Recent stricter lockdown measures brought on by dramatic increases in the spread of COVID-19 have brought out the best and the worst of us.

On the one hand, there have been many heartwarming acts of generosity by ordinary citizens to help those who have been hardest hit by the closure of all but essential businesses.

Over the past few weeks, with some families affected by a sudden loss of income, some individuals, groups and businesses have been selflessly providing monetary and food support to the less fortunate.

A powerful reminder that there are many good people in this country can be found in the rural community of Mon Desir, where residents have pooled their resources to set up a food hub at the community centre, where anyone in need of basic food and personal care items can pick up what they need, no questions asked.

A few businesses around the country have also set up areas where those much-needed supplies can be collected.

Others have been packing and dropping off food hampers for families struggling to make ends meet.

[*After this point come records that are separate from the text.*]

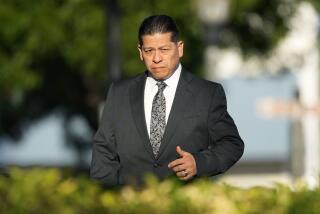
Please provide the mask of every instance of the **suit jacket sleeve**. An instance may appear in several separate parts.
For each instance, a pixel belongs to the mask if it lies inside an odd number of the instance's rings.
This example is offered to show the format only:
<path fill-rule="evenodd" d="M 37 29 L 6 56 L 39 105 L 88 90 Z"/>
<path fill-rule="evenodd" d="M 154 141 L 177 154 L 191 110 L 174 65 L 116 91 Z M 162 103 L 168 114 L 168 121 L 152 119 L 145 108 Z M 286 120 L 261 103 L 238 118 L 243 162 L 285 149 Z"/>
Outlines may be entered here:
<path fill-rule="evenodd" d="M 233 119 L 227 112 L 224 90 L 217 85 L 211 100 L 208 132 L 208 149 L 193 154 L 197 164 L 197 175 L 208 176 L 225 172 L 243 154 L 244 143 L 241 140 Z"/>
<path fill-rule="evenodd" d="M 108 91 L 99 129 L 94 136 L 90 176 L 106 186 L 119 184 L 119 158 L 116 152 L 114 131 L 114 92 L 113 85 Z"/>

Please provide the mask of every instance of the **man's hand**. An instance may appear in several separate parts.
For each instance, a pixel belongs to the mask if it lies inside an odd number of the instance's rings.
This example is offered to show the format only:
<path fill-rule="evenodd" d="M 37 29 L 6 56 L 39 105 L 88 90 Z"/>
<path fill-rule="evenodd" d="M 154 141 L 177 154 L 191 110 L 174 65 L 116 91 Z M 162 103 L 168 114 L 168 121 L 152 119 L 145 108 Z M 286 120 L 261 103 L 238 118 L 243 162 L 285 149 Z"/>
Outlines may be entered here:
<path fill-rule="evenodd" d="M 176 151 L 180 158 L 169 163 L 168 167 L 176 173 L 180 180 L 190 180 L 197 174 L 196 161 L 191 153 L 183 151 L 180 146 L 177 146 Z"/>

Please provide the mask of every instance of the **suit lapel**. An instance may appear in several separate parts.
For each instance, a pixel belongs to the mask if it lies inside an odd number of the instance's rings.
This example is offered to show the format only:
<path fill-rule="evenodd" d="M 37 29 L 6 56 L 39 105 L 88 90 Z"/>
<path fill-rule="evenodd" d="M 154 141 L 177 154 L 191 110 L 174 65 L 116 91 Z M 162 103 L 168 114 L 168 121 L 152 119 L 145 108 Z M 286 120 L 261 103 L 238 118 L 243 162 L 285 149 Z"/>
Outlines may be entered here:
<path fill-rule="evenodd" d="M 142 142 L 148 153 L 154 158 L 152 146 L 149 141 L 148 129 L 144 113 L 144 86 L 146 74 L 138 76 L 130 88 L 130 104 L 132 117 L 138 129 Z M 130 130 L 129 130 L 130 131 Z"/>
<path fill-rule="evenodd" d="M 189 87 L 189 82 L 192 79 L 192 75 L 182 70 L 176 94 L 174 96 L 173 104 L 171 107 L 170 115 L 168 118 L 166 130 L 163 136 L 163 140 L 161 142 L 158 158 L 161 157 L 161 154 L 165 151 L 166 147 L 170 143 L 170 140 L 176 132 L 176 128 L 180 123 L 185 113 L 185 110 L 188 106 L 190 106 L 189 103 L 192 102 L 193 94 Z"/>

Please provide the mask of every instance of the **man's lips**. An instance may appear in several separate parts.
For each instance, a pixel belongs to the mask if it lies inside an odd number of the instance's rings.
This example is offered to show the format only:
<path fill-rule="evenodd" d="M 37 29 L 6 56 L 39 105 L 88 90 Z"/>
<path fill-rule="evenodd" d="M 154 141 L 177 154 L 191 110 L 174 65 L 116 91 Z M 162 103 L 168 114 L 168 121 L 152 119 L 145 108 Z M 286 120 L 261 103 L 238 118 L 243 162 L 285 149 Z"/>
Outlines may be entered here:
<path fill-rule="evenodd" d="M 157 70 L 157 69 L 163 69 L 164 67 L 152 67 L 152 69 Z"/>

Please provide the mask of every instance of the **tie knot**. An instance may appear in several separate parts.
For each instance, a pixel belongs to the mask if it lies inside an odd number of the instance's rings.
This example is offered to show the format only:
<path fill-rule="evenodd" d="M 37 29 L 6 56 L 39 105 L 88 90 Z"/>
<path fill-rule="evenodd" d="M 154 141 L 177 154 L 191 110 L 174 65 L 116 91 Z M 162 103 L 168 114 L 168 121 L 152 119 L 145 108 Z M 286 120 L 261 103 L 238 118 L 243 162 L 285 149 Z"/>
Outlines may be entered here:
<path fill-rule="evenodd" d="M 159 81 L 159 82 L 157 82 L 157 86 L 159 88 L 159 91 L 163 91 L 164 88 L 167 86 L 167 84 L 163 81 Z"/>

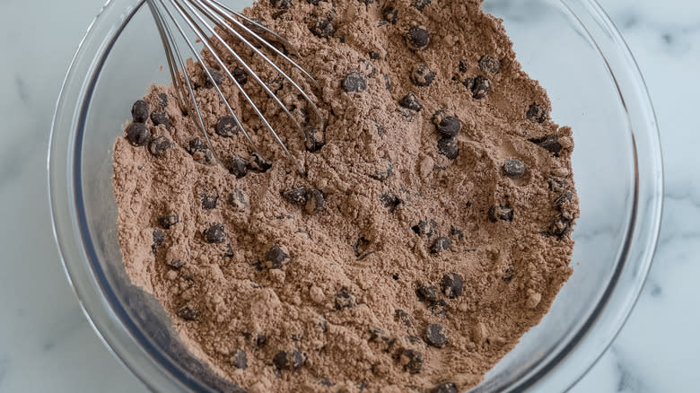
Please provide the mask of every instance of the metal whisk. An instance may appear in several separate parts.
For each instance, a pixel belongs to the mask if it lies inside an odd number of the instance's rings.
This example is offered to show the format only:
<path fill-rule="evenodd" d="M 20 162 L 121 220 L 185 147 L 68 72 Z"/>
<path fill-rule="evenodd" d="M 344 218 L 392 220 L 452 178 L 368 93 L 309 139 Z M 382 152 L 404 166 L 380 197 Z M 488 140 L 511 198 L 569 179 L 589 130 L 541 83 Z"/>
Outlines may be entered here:
<path fill-rule="evenodd" d="M 276 48 L 271 42 L 281 44 L 287 53 L 295 53 L 291 44 L 276 34 L 275 31 L 267 29 L 261 23 L 242 15 L 241 13 L 235 12 L 231 8 L 222 4 L 215 0 L 146 0 L 151 12 L 155 19 L 158 31 L 162 39 L 163 47 L 165 48 L 165 55 L 168 59 L 168 66 L 172 76 L 173 87 L 179 95 L 180 105 L 184 110 L 191 109 L 197 114 L 197 120 L 202 133 L 204 134 L 206 144 L 209 149 L 214 154 L 215 160 L 220 163 L 222 162 L 216 157 L 214 149 L 212 148 L 212 144 L 209 139 L 209 134 L 205 127 L 204 120 L 202 118 L 202 113 L 197 105 L 197 98 L 195 95 L 195 88 L 193 83 L 190 80 L 190 76 L 188 75 L 186 70 L 186 58 L 183 57 L 183 53 L 179 48 L 178 41 L 175 39 L 177 36 L 181 37 L 188 48 L 189 51 L 194 54 L 195 59 L 202 66 L 204 73 L 208 78 L 211 85 L 216 90 L 221 100 L 225 103 L 226 109 L 233 118 L 238 128 L 243 133 L 248 139 L 250 146 L 259 157 L 263 157 L 259 149 L 255 145 L 255 143 L 250 138 L 250 135 L 248 130 L 243 127 L 243 124 L 236 116 L 230 102 L 224 97 L 222 90 L 219 87 L 221 81 L 217 81 L 213 74 L 212 66 L 218 66 L 221 73 L 224 77 L 230 78 L 236 88 L 240 92 L 241 95 L 244 98 L 245 101 L 252 108 L 256 115 L 259 117 L 265 127 L 272 133 L 276 142 L 282 146 L 282 149 L 286 155 L 292 160 L 297 170 L 301 173 L 304 173 L 303 168 L 299 163 L 296 157 L 290 153 L 287 146 L 280 138 L 279 135 L 275 131 L 272 125 L 265 118 L 265 115 L 256 106 L 249 94 L 241 86 L 241 83 L 233 76 L 229 66 L 223 62 L 223 58 L 225 54 L 231 55 L 235 59 L 237 65 L 241 66 L 248 75 L 251 76 L 253 81 L 259 84 L 266 93 L 275 101 L 282 109 L 286 113 L 289 118 L 293 121 L 293 124 L 301 131 L 305 141 L 310 137 L 307 135 L 306 130 L 299 124 L 296 118 L 290 112 L 286 106 L 280 100 L 280 99 L 270 90 L 270 88 L 260 79 L 256 72 L 241 58 L 241 57 L 236 53 L 236 50 L 232 48 L 226 39 L 216 31 L 215 27 L 220 31 L 224 31 L 229 36 L 229 42 L 239 42 L 249 48 L 254 56 L 258 56 L 265 63 L 269 65 L 276 73 L 279 73 L 282 77 L 288 81 L 295 90 L 303 97 L 308 102 L 308 108 L 311 109 L 311 114 L 314 116 L 318 122 L 319 128 L 323 129 L 323 118 L 320 111 L 316 104 L 311 100 L 309 95 L 294 82 L 294 80 L 285 74 L 282 69 L 276 65 L 270 58 L 266 56 L 261 49 L 267 49 L 267 51 L 277 55 L 279 58 L 288 62 L 292 66 L 301 71 L 301 73 L 307 78 L 311 85 L 318 88 L 318 83 L 314 78 L 300 66 L 296 62 L 287 57 L 282 50 Z M 194 33 L 198 41 L 204 45 L 204 48 L 209 52 L 211 57 L 214 59 L 214 63 L 207 65 L 204 57 L 197 50 L 192 39 L 188 38 L 188 32 Z M 177 35 L 177 36 L 176 36 Z M 253 42 L 250 42 L 252 39 Z M 218 41 L 218 45 L 214 43 Z M 219 49 L 216 48 L 219 48 Z M 220 53 L 219 51 L 222 51 Z M 188 100 L 185 97 L 188 96 Z M 191 107 L 190 107 L 191 105 Z"/>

These gestures supplement the various grants for salary and food relief provided by the state. They go a long way in battling the hunger and poverty made worse by the pandemic.

In contrast to these efforts that are so worthy of applause, there are, unfortunately, those unscrupulous individuals who are exploiting the dire circumstances with price gouging and other unsavoury practices.

There are reports of some retailers taking advantage of a shortage of cement and charging double the usual price. That means that a bag of cement which usually costs around $46 is now being sold for as much as $150 a bag.

Cement supply issues are due to a halt in operations at Trinidad Cement Ltd (TCL), while Hard Rock Cement has temporarily stopped sale and distribution.

There have also been complaints about unconscionable increases in prices for other hardware items.

Fingers have been pointed at some smaller hardware stores since the big operators, such as Dansteel and Bhagwansingh’s, have temporarily closed in response to rising COVID-19 numbers.

It is disappointing that the Consumer Affairs Division (CAD), the protection and advocacy arm of the Ministry of Trade and Industry, which has as its main mandate safeguarding the interests of consumers, says it can do nothing about the increase in cement prices.

The only words from the CAD so far have been an appeal to citizens to pay attention to the products they are purchasing and the prices they are paying. This is of very little help to people who are dipping deeper into their pockets.

There is a need for an immediate investigation and much more robust response, with consequences for businesses indulging in this blatant profiteering.

Last year, Trade Minister Paula Gopee-Scoon reacted to reports of price gouging with a warning that there would be severe penalties for businesses guilty of such “corrupt and unprincipled behaviour” during a public health emergency.

Hopefully, there will be swift and decisive action to halt this practice, which only adds to hardships at an already difficult time in the country.